That was a great question because it actually revealed the issue with the code where I wasn't handling values that didn't come from attributes. I think the latest commit is a more appropriate approach to this.
It's not as functional as I'd like, as state has to be maintained (and modified) while traversing the graph, but it does work. Can you think of a more direct way of doing that? It might just be the nature of this feature...
It seems I have no idea how we can collaborate on a pull request, I've opened https://github.com/timyates/groovy-common-extensions/pull/8 to show how we could support both the old way and the new... But is it getting too complex now?

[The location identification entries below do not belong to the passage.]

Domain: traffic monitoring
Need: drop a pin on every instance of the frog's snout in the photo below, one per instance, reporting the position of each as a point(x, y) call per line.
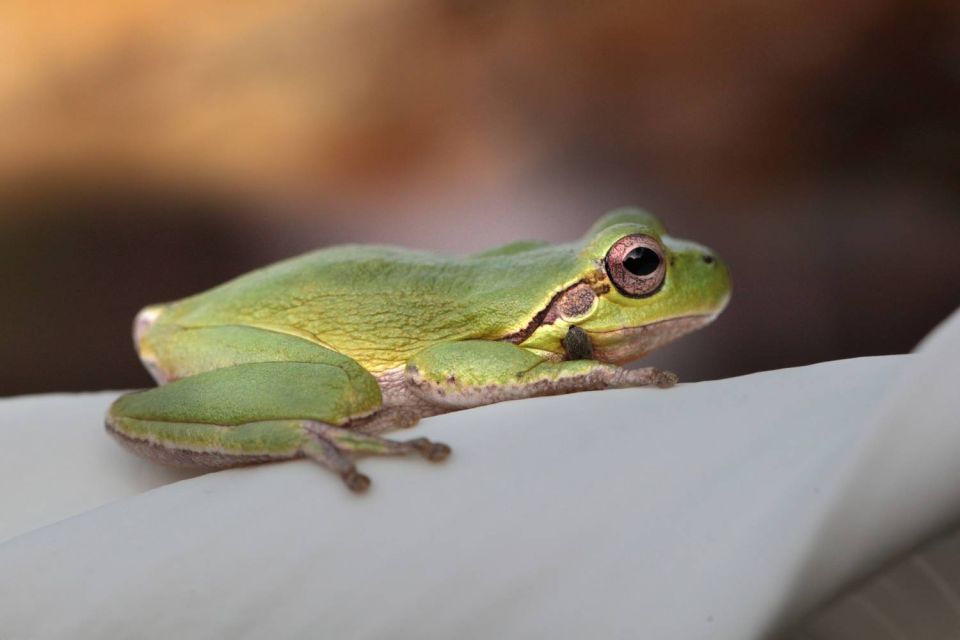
point(144, 320)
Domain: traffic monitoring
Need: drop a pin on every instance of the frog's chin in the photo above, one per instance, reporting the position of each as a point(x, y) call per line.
point(620, 346)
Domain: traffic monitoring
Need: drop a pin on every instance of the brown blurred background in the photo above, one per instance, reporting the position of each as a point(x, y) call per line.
point(149, 150)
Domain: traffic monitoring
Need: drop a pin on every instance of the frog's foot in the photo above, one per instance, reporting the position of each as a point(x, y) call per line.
point(645, 377)
point(333, 447)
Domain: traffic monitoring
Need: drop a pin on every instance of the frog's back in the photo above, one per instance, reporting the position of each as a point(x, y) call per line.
point(380, 305)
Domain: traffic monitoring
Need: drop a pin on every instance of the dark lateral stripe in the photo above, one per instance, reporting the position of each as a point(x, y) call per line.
point(537, 320)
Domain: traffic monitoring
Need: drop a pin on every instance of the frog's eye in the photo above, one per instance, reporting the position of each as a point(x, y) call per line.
point(636, 266)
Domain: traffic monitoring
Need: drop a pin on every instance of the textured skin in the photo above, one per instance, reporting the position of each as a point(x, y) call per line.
point(316, 354)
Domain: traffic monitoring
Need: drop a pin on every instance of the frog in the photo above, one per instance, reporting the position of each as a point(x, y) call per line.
point(321, 355)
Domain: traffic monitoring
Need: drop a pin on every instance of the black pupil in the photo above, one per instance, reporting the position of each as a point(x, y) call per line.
point(641, 261)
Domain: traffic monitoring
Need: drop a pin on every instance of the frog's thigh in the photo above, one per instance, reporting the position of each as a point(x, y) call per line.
point(477, 372)
point(173, 352)
point(244, 413)
point(257, 412)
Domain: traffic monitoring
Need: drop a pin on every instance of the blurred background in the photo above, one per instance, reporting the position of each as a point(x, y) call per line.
point(149, 150)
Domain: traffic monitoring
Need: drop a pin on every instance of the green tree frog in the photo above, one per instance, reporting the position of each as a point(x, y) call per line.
point(321, 354)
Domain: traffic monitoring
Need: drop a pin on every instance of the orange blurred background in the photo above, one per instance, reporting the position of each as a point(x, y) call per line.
point(149, 150)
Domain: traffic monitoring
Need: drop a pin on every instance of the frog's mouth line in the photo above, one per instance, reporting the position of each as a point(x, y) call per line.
point(620, 346)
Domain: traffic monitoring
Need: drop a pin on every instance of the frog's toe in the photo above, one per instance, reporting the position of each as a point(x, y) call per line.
point(666, 379)
point(432, 451)
point(333, 447)
point(355, 481)
point(646, 377)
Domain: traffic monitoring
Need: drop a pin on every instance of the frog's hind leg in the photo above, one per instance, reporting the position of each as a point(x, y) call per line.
point(330, 445)
point(258, 412)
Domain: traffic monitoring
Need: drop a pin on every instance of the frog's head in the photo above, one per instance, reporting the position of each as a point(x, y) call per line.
point(641, 289)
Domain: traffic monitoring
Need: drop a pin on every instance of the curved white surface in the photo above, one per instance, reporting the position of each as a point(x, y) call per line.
point(711, 510)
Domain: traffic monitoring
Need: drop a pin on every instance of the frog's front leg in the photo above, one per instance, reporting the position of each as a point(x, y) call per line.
point(258, 412)
point(477, 372)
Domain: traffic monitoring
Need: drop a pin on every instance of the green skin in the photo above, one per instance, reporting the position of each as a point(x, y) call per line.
point(320, 354)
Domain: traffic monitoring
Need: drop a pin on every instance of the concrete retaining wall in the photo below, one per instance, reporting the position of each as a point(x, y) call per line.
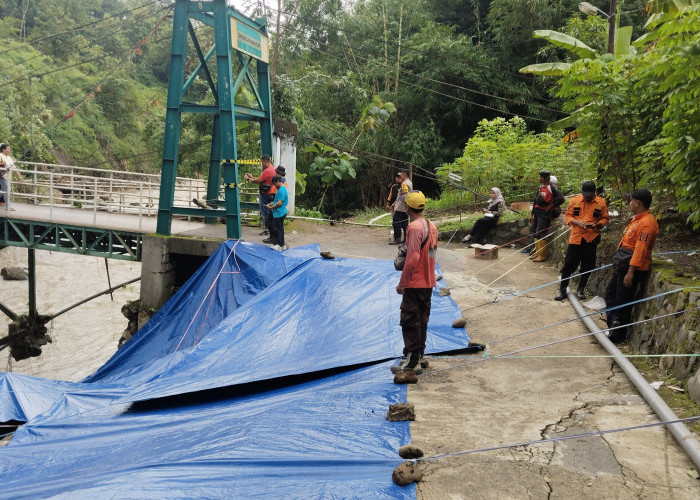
point(676, 334)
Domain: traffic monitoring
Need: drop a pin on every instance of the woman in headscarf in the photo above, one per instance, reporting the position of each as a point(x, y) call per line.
point(493, 212)
point(7, 169)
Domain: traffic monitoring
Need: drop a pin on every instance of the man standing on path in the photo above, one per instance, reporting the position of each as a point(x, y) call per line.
point(278, 206)
point(393, 196)
point(547, 199)
point(587, 214)
point(631, 264)
point(417, 281)
point(400, 215)
point(264, 183)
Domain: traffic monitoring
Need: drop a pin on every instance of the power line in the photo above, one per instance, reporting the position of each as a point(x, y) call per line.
point(78, 28)
point(451, 96)
point(49, 53)
point(405, 71)
point(404, 47)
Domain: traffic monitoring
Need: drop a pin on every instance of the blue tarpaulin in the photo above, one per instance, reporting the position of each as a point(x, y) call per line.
point(249, 315)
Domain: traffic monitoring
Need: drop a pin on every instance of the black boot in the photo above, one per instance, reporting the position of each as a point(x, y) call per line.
point(413, 363)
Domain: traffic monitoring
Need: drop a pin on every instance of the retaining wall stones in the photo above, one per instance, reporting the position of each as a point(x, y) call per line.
point(675, 334)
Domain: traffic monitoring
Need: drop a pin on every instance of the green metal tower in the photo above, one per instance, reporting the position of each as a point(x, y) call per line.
point(240, 43)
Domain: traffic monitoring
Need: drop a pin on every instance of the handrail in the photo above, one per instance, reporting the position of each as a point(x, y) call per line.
point(101, 190)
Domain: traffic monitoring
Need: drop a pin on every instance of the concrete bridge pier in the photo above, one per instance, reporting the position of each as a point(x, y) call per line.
point(167, 262)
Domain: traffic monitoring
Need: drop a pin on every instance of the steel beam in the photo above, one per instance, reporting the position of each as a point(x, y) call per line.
point(56, 237)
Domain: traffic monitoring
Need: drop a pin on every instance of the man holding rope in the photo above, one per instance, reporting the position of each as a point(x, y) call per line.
point(417, 281)
point(548, 199)
point(587, 214)
point(631, 263)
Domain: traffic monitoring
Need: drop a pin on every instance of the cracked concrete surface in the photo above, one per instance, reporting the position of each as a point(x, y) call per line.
point(533, 396)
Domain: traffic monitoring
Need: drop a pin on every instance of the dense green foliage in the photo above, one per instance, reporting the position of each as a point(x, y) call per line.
point(429, 85)
point(504, 154)
point(640, 113)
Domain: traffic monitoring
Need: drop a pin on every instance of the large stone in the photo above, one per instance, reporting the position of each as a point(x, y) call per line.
point(406, 377)
point(694, 387)
point(14, 274)
point(406, 473)
point(459, 323)
point(401, 412)
point(409, 451)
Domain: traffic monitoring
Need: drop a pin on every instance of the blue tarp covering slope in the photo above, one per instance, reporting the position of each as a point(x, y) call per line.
point(290, 313)
point(234, 274)
point(322, 439)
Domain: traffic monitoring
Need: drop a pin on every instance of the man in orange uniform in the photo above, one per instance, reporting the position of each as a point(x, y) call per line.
point(587, 214)
point(631, 263)
point(417, 281)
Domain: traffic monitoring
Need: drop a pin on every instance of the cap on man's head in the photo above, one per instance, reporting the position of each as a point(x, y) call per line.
point(642, 195)
point(415, 200)
point(588, 187)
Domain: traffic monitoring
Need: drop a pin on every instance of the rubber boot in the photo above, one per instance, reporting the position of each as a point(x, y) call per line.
point(424, 363)
point(413, 363)
point(541, 251)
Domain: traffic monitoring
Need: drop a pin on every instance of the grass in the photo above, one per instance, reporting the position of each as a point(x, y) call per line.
point(468, 220)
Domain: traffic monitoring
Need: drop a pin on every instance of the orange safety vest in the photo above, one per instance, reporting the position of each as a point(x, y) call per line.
point(640, 236)
point(590, 212)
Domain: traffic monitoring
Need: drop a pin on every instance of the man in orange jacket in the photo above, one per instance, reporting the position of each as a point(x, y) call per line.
point(587, 214)
point(631, 264)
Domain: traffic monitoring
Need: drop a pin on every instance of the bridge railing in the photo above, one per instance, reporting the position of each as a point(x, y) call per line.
point(100, 190)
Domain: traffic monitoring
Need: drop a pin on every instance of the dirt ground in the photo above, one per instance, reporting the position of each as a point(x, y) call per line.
point(462, 405)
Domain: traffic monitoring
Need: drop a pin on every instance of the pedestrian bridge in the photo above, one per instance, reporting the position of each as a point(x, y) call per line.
point(91, 211)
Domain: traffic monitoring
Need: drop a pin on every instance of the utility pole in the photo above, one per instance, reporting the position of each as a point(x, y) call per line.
point(611, 26)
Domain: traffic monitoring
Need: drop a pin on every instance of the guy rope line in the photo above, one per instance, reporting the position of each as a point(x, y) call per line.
point(555, 439)
point(487, 356)
point(594, 313)
point(211, 288)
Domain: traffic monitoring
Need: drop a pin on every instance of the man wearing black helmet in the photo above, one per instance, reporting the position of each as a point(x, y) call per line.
point(548, 197)
point(587, 214)
point(631, 264)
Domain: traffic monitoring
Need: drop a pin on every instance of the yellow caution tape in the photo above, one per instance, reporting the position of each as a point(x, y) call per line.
point(243, 162)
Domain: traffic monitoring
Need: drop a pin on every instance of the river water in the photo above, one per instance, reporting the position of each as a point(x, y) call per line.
point(83, 338)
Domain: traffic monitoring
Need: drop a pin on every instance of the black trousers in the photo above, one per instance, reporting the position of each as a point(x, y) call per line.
point(617, 294)
point(481, 226)
point(277, 231)
point(582, 254)
point(415, 312)
point(540, 223)
point(400, 223)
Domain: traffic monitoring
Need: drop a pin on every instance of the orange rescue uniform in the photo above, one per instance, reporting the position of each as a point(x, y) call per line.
point(590, 212)
point(640, 236)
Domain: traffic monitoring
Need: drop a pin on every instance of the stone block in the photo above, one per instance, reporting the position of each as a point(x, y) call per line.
point(694, 387)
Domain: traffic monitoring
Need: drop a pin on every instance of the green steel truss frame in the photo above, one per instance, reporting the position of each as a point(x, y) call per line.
point(57, 237)
point(223, 154)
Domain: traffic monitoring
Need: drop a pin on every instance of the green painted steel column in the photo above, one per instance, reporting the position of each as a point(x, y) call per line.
point(214, 180)
point(227, 118)
point(173, 118)
point(265, 123)
point(31, 263)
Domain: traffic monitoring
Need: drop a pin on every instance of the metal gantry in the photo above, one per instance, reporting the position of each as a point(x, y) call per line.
point(238, 42)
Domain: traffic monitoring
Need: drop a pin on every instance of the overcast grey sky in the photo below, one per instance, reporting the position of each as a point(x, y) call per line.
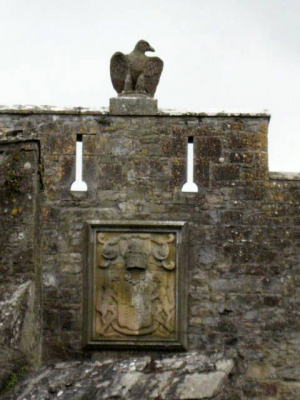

Actually, ignore that, it fails with
<dan id="1234" attr="attrValue">
<key value="val">
<key>Tim</key>
</key>
<key value="val2" />
</dan>
What should:
<dan id="1234" attr="attrValue">
<key value="val" />
<key value="val2" />
<values id='1234'>
<value id='a'>One</value>
<value id='b'>Two</value>
<value id='c'>Three</value>
</values>
</dan>
Return?
It currently gives:
[ dan: [ id: '1234',
attr:attrValue,
key: [ [ value:'val' ],
[ value:'val2' ] ],
values: [ id: '1234',
value: [ [ id: 'a' ], [ id: 'b' ], [ id: 'c' ] ] ] ] ]
With no mention of one
, two
or three
(I think this was broken before as well :frowning: )
XML->Maps is horrible no? ;-)
Yes, quite. I'm not sure how the text() should be represented in the map data structure.
It's fine when there's no attributes, but then it sort of falls apart :confused:
I'm ok with following the way that Perl handles this when coercing XML to a Reference Hash data structure:
<dan>
<value attr='123' />
</dan>
$VAR1 = {
'value' => {
'attr' => '123'
}
};
---
<dan>
<value attr='123'>abc</value>
</dan>
$VAR1 = {
'value' => {
'content' => 'abc',
'attr' => '123'
}
};
---
<dan>
<value content='123'>abc</value>
</dan>
$VAR1 = {
'value' => {
'content' => [
'123',
'abc'
]
}
};
---
Basically taking the inner value and representing it as 'content'.
What does it do with:
<dan>
<value>abc</value>
</dan>
?
<dan>
<value>abc</value>
</dan>
$VAR1 = {
'value' => 'abc'
};
---
So, basically, if the content is available, that key will be used; if 'content' is also specified as an attribute key, it'll be reused.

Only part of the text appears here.